I am not sure if one or both are shoot-through, or is the LCC meant to be reflective? I believe you are supposed to shoot a flat white surface for the Sinar white shading files, but I imagine it would work with an evenly lit opaque filter as well...

Ideally it would be able to make white shading files, and then function as a white balance tool in the field...
 

thomas

New member
Ideally it would be able to make white shading files, and then function as a white balance tool in the field...
as for white balance I'd assume it's not a big difference. regarding white shading I see the lenses on the front of the expo-disk critical (though there is a matte screen behind them). Too, some vignetting could be introduced. Just my thoughts... never tried the expo disk.
The LCC plate works very well (yes, shoot through). However I often use a grey card reflecting the light in the scene as well for WB.
 
E

ericstaud

Guest
Hello, I was wondering if you guys had any experience here.
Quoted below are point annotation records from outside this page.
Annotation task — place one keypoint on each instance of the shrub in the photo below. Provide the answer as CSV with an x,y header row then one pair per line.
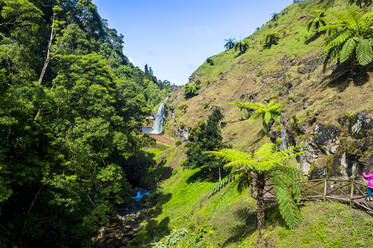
x,y
178,142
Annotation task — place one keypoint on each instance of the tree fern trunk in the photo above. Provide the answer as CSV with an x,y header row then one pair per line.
x,y
260,183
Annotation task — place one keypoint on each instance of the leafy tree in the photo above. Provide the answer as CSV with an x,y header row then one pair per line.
x,y
317,21
71,105
350,37
242,46
229,43
360,3
243,108
271,39
275,16
205,137
266,164
191,89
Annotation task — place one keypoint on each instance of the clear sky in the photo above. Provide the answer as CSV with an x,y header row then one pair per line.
x,y
174,37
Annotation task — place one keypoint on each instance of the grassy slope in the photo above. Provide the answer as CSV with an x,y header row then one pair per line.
x,y
230,223
232,77
228,219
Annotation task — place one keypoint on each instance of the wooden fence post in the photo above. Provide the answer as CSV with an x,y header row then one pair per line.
x,y
325,184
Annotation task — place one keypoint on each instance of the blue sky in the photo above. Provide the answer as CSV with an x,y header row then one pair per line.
x,y
174,37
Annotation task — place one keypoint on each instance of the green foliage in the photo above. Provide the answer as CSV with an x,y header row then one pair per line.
x,y
191,89
243,108
242,46
230,43
173,239
68,136
205,137
271,39
266,164
270,112
350,36
210,61
178,142
360,3
317,20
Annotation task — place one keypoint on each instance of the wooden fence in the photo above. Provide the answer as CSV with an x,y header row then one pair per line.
x,y
348,191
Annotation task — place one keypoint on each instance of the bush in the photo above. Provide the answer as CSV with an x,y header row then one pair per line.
x,y
210,61
205,137
191,89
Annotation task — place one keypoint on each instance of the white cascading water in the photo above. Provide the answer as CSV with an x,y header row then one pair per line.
x,y
159,120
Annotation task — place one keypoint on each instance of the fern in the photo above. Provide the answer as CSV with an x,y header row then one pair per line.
x,y
288,209
266,163
364,53
350,36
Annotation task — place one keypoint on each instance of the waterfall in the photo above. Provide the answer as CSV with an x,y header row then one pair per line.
x,y
159,120
284,137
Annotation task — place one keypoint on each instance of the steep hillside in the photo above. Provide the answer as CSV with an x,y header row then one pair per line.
x,y
329,110
228,219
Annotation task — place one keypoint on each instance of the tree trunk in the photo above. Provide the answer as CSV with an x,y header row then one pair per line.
x,y
46,63
260,183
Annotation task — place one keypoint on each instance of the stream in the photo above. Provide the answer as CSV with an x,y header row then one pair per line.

I am looking for something to use for white balance and creating white shading files for my Sinar back. I am curious if anyone knows which would work better, an expodisc or an LCC like Capture Integration sells?

I am not sure if one or both are shoot-through, or is the LCC meant to be reflective? I believe you are supposed to shoot a flat white surface for the Sinar white shading files, but I imagine it would work with an evenly lit opaque filter as well...

Ideally it would be able to make white shading files, and then function as a white balance tool in the field...
Both the white plexi and the Expodisc work fine for Shading/LCC and also for white balance. The Expodisc can give some vignetting if not big enough. The Capture integration version is the way to go for price. Before that one was available I bought the Expodisc because it had a strap I could hang from my neck or the tripod. The plex that comes with Phase one cameras is about 5"x7" and I didn't want to cut it down or drill a hole to put my own strap on it.


These things work great for white balance, but you have to turn the camera to the light source.
 

etrump

Well-known member
I use the small LCC card that CI sells. I tested several scenes using both LCC and Expo and they were usually within 50 degrees of each other.

Like Thomas, I find shooting a gray card in the scene for WB reference is more accurate in scenes that have a lot of the same color. Shooting the LCC card gives you an average of the reflected light of the scene while the gray card gives you the temp of the ambient light. Having both takes an extra image but sometimes one is better than the other.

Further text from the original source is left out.